Никита не успел опомниться, как захлопнулась дверь. Не барабанить же, поднимать шум, бесчестить. Уныло побрел вдоль канала. В черную воду падал свинцовый петербургский снег, от которого бывают жестокие мигрени.
А Мари плакала. Уронила головку на клавесин и ревела совсем по-бабьи, забыв, что она французская маркиза и что ей надобно гордиться, что ее скоро просватают за первейшего богача России, барона Строганова. Просто над первой любовью женщинам всегда хочется поплакать.

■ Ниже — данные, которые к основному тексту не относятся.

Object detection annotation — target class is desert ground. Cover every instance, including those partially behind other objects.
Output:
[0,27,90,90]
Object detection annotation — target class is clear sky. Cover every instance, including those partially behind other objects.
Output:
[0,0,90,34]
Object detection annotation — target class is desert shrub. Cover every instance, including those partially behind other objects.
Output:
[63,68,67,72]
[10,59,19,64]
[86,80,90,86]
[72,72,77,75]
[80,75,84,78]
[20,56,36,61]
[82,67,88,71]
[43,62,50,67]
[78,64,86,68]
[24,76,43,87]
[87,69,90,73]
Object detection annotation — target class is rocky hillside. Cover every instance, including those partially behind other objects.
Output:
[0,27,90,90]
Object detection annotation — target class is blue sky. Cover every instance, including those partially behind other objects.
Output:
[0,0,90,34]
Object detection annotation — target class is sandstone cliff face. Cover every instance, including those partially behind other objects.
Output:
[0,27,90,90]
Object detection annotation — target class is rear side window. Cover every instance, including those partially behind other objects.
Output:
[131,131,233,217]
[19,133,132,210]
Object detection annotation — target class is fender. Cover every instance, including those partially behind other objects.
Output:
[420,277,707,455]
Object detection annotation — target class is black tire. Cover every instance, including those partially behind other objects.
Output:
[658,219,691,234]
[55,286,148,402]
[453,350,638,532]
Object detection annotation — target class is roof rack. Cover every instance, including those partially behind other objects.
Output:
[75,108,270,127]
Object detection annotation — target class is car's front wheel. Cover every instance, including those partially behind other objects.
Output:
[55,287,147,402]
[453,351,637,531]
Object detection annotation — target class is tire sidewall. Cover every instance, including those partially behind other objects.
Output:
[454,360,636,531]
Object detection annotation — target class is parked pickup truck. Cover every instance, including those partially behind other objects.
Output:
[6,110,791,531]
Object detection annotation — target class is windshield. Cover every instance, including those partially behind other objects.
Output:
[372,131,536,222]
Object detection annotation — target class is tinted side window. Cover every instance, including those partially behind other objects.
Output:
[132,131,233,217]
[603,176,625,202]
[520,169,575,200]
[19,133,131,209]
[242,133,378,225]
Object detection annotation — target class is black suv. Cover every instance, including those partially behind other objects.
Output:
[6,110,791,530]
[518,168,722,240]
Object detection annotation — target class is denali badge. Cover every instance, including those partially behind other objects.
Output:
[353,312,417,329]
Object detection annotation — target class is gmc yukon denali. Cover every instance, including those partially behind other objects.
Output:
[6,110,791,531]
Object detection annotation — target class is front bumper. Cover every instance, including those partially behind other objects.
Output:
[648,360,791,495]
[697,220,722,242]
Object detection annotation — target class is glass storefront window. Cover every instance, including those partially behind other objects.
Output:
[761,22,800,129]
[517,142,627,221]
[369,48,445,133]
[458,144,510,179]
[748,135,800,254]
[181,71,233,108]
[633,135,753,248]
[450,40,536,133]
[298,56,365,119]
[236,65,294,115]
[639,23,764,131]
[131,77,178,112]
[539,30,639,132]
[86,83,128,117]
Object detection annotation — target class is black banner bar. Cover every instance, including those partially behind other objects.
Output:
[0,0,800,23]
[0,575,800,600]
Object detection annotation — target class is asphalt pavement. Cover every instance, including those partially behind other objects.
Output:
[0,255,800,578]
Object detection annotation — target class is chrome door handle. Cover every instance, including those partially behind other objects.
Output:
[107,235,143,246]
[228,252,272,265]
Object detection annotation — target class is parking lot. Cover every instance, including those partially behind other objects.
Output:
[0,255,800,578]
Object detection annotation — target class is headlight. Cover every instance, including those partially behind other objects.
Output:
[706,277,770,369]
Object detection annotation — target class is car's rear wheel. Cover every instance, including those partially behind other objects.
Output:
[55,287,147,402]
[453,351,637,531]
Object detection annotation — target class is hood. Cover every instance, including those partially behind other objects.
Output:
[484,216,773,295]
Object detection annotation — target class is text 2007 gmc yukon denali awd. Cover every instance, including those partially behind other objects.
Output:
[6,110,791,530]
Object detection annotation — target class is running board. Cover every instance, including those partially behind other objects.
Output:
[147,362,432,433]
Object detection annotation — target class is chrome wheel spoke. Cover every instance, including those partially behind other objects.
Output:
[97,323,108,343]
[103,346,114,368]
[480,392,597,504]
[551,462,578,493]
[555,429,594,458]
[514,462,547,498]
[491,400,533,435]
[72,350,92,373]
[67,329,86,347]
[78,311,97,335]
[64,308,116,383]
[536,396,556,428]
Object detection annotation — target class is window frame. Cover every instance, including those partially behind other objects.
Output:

Ведь она единственная — первая любовь.
— Азов и флот стоили России миллион ефимков, и все утрачено в несчастном прутском походе, в Персии мы увязли в трясине бесконечной войны, и снова нужны деньги, деньги, деньги… А откуда их взять — деньги? У мужика с поротой задницей недоимков накопилось за многие годы, а платить нечем. Податное население в стране за годы Северной войны совсем перестало расти, а людишек во всех губерниях через каждый год губит неурожай, и что прикажешь делать тут, Миша? — князь Дмитрий ходил по своему министерскому кабинету, яко тигр в клетке.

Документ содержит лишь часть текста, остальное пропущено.